Naomi Ackie in “Whitney Houston: I Wanna Dance with Somebody.” Emily Aragones/Sony Pictures

“Whitney Houston: I Wanna Dance With Somebody,” director Kasi Lemmons’s frustratingly one-note biopic about the pop songstress, who died in 2012 at age 48, suffers from an egregiously ironic musical sin: It’s all hooks and no bridges.

Despite clocking in at nearly 2 1/2 hours, “I Wanna Dance” barely scratches the surface of its celestial subject and the figures in her orbit. If you have a favorite Houston performance, expect it to be immaculately re-created on-screen. The tabloid headlines that hounded her are dutifully addressed as well. But even if “I Wanna Dance” celebrates Houston’s stirring rendition of the national anthem at Super Bowl XXV – as she slows the tempo and luxuriates in the spectacle – Lemmons and screenwriter Anthony McCarten clearly didn’t absorb that showmanship lesson while speeding through the pop icon’s life story at a frenetic pace.

Plot points are raised and dismissed so jarringly that it feels as if the movie had been torn to shreds in the edit, with all the connective tissue sitting on the cutting room floor. That’s a shame for star Naomi Ackie, who gamely embodies Houston’s luminous star power, sharp spunk and, later, world-weary disillusionment. Yet McCarten’s script, which was approved by the Houston estate, never gives her the room to truly inhabit the Grammy-winning hitmaker.

McCarten starts by echoing his similarly banal screenplay for 2018’s Freddie Mercury biopic “Bohemian Rhapsody” and opening with a tease of a famed performance – in this case, Houston’s medley at the 1994 American Music Awards. (It was Queen’s 1985 Live Aid set in “Rhapsody.”) After that, the story flashes back to 1983, to touch on Houston’s gospel-choir roots and tough-love tutelage from her mother, soul singer Cissy Houston (Tamara Tunie), and it’s off to the races.

Within 15 minutes, Whitney is inking her first record deal. A couple of scenes later, she’s wowing on “The Merv Griffin Show” and fully transformed into the chart-topping vocalist we all know. Along the way, there’s scant exploration of Houston’s musical instincts or what made her tick as an artist. It’s an unfortunate oversight: By centering its focus on her status as “The Voice,” as she was nicknamed, the movie flattens Houston’s tale to one of mere God-given talent and industry nepotism.

The thin portrayals extend to the supporting cast. As new jack swing pioneer Bobby Brown, Houston’s husband for 14 turbulent years, Ashton Sanders strains to humanize a figure painted as comically insufferable. Stanley Tucci fares better as Clive Davis, imbuing Houston’s longtime record producer with his usual charm and warmth, though he does get saddled with some brutal exposition.

Nafessa Williams, left, and Naomi Ackie in “Whitney Houston: I Wanna Dance with Somebody.” MUST CREDIT: Emily Aragones/Sony Pictures Sony Pictures

When “I Wanna Dance” poses the conflicts that complicated Houston’s livelihood, it’s almost as if the movie gets restless and hits “skip” mid-track.
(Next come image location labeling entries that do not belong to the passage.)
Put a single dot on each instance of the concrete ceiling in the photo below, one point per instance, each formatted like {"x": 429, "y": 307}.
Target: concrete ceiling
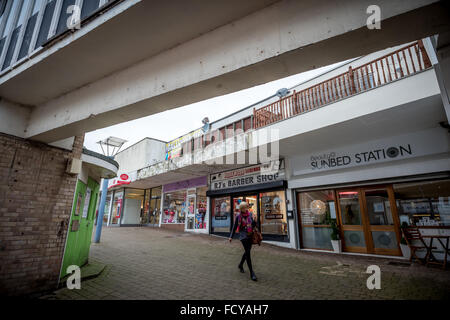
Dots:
{"x": 151, "y": 27}
{"x": 420, "y": 114}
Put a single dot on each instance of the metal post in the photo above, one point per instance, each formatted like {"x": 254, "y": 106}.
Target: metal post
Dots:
{"x": 101, "y": 210}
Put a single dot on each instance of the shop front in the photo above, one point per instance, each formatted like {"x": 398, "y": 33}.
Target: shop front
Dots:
{"x": 185, "y": 205}
{"x": 263, "y": 187}
{"x": 131, "y": 207}
{"x": 371, "y": 190}
{"x": 370, "y": 216}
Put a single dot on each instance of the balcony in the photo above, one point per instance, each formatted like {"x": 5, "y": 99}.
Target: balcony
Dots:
{"x": 394, "y": 66}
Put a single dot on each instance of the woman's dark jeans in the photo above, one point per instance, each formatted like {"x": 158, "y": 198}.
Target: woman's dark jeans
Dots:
{"x": 247, "y": 243}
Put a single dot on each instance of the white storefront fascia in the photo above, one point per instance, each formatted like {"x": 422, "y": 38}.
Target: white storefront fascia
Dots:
{"x": 416, "y": 153}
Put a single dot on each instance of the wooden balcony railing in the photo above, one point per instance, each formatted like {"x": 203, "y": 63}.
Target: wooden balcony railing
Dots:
{"x": 393, "y": 66}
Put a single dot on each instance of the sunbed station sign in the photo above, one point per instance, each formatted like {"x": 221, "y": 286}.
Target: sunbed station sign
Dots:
{"x": 254, "y": 175}
{"x": 423, "y": 143}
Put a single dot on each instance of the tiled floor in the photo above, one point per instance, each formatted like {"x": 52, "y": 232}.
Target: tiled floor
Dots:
{"x": 150, "y": 263}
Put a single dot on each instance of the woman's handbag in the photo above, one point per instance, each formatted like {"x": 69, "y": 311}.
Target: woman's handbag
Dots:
{"x": 256, "y": 237}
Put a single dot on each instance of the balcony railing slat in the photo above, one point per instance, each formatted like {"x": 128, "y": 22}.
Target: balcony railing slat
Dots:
{"x": 393, "y": 66}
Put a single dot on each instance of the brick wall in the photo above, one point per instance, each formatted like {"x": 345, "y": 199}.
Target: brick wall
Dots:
{"x": 36, "y": 198}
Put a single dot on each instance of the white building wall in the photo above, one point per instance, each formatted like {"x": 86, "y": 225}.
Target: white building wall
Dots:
{"x": 140, "y": 155}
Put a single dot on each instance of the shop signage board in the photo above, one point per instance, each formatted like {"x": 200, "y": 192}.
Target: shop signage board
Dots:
{"x": 254, "y": 175}
{"x": 122, "y": 179}
{"x": 373, "y": 152}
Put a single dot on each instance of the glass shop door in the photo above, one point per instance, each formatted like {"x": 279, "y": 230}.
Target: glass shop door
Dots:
{"x": 369, "y": 221}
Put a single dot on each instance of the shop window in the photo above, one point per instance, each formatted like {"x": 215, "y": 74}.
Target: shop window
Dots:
{"x": 152, "y": 206}
{"x": 317, "y": 210}
{"x": 133, "y": 208}
{"x": 200, "y": 211}
{"x": 423, "y": 203}
{"x": 247, "y": 123}
{"x": 221, "y": 215}
{"x": 107, "y": 207}
{"x": 378, "y": 207}
{"x": 273, "y": 213}
{"x": 117, "y": 207}
{"x": 175, "y": 207}
{"x": 252, "y": 203}
{"x": 349, "y": 205}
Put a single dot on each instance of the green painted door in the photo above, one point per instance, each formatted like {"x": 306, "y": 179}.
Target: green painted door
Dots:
{"x": 81, "y": 224}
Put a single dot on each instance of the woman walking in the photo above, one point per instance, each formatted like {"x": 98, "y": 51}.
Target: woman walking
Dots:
{"x": 245, "y": 224}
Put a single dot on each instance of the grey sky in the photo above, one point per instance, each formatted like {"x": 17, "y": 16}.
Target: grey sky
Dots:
{"x": 173, "y": 123}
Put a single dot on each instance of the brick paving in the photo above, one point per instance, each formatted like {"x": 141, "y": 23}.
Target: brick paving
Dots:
{"x": 150, "y": 263}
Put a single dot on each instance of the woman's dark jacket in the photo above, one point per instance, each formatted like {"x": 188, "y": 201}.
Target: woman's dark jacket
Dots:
{"x": 242, "y": 232}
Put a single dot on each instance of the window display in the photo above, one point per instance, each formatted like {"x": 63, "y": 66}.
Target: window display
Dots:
{"x": 133, "y": 206}
{"x": 117, "y": 207}
{"x": 317, "y": 208}
{"x": 221, "y": 212}
{"x": 273, "y": 213}
{"x": 425, "y": 203}
{"x": 152, "y": 207}
{"x": 175, "y": 207}
{"x": 107, "y": 207}
{"x": 200, "y": 212}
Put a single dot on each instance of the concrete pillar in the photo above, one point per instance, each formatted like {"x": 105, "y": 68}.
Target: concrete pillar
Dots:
{"x": 36, "y": 198}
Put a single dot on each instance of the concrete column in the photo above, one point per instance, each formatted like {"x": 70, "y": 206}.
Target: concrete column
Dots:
{"x": 441, "y": 45}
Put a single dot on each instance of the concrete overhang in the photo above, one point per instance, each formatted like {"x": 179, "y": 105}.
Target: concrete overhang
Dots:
{"x": 209, "y": 50}
{"x": 127, "y": 33}
{"x": 98, "y": 165}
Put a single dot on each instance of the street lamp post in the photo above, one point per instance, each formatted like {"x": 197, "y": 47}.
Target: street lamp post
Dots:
{"x": 110, "y": 147}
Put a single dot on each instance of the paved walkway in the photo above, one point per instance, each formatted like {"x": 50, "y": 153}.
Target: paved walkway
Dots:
{"x": 147, "y": 263}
The film presents Houston and Robyn Crawford (Nafessa Williams), her longtime friend and assistant, as young lovers driven apart by the singer’s public image – even recasting the song “I Wanna Dance With Somebody” as a symbol of Houston’s queer longing – before brushing that storyline aside. The discourse around whether Houston was selling out and turning her back on the Black community is boiled down to two paltry scenes. Her fertility struggles, including her miscarriage while filming “The Bodyguard,” are similarly glazed over. Only Houston’s fraught relationship with her father (Clarke Peters) and her substance abuse issues are deconstructed in real depth.

Curiously, the hair and makeup team puts little effort into making any characters look their age – aside from Tucci’s gradually disappearing hairline – as the timeline spans three decades. Houston was approaching 50 when she died of an accidental drowning, but Ackie never looks a day older than the actress’s actual age of 30.

As for Houston’s death, which was tied to heart disease and cocaine use, Lemmons handles the difficult sequence with grace. In the movie’s final moments, the filmmaker captures the tragedy of a generational genius undone by her demons. But until that point, there’s little texture to this musical mosaic. It’s like listening to the rousing highs of a greatest hits album – with, unfortunately, just as much narrative coherence.